Computer Crime 101: What Every Accountant Should Know
Computer crime in America is not a new phenomenon. It has existed in some form since the advent of computers in the 1950s. However, an alarming development is the extent of reported computer crime linked to extremely large monetary losses. In a 1984 American Bar Association survey, 72 respondents reported losses to computer crime totaling in excess of $145 million. A study conducted in 1986 for the Insurance Counsel Journal placed the estimated annual losses to computer crime between $100 million and $300 million.
In the state of Texas, computer crime is defined by Chapter 33 of the Texas Penal Code, enacted as of September 1, 1985 by the 69th Legislature. Prior to this time, cases of "computer crime" were prosecuted under other criminal statutes such as embezzlement, larceny and fraud. The original statue was amended in 1989 and again in 1993, resulting in the current statute consisting of four sections -- Definitions, Breach of Computer Security, Defenses, and Assistance by Attorney General.
Why do accountants need to know about computer crime? SAS No. 54, Illegal Acts by Clients, requires that external auditors inquire of management regarding "the client's policies relative to the prevention of illegal acts." While SAS No. 54 recognizes that audits conducted in accordance with GAAS are not specifically designed to detect illegal acts and that determination of the legality of an action is beyond the scope of an auditor's expertise, knowledge of typical computer crimes and the computer crime laws can help an auditor recognize potential illegal acts. Internal auditors are required by the Standards for the Professional Practice of Internal Auditing to possess an appreciation of fundamental concepts including computerized information systems. "An appreciation means the ability to recognize the existence of problems or potential problems and to determine the further research to be undertaken or the assistance to be obtained" (§ 250.01.4).

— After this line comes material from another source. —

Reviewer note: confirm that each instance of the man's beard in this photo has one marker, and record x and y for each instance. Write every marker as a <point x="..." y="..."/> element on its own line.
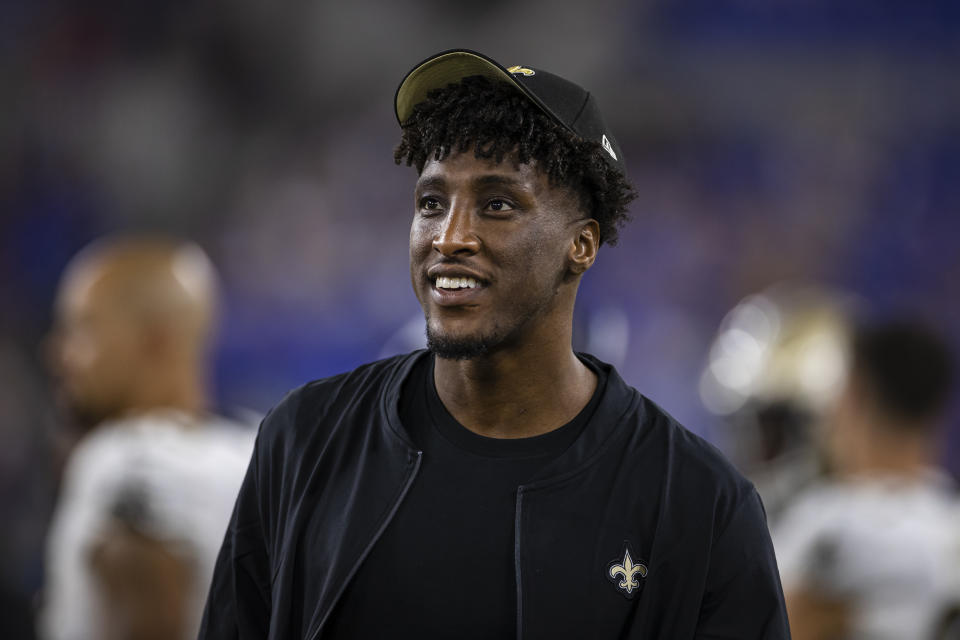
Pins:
<point x="451" y="348"/>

Computer technology is growing at an increasing rate. If companies want to remain competitive, they must remain abreast and take advantage of technological developments. However, management must recognize that a change in technology impacts an organization from many different sides. Widespread access to information has its costs and benefits. Minimizing the costs and maximizing the benefits must come through continual education not only in technology, but also in its impact on an organization's control system. Auditors can be leaders in this education process because of their expertise in control issues.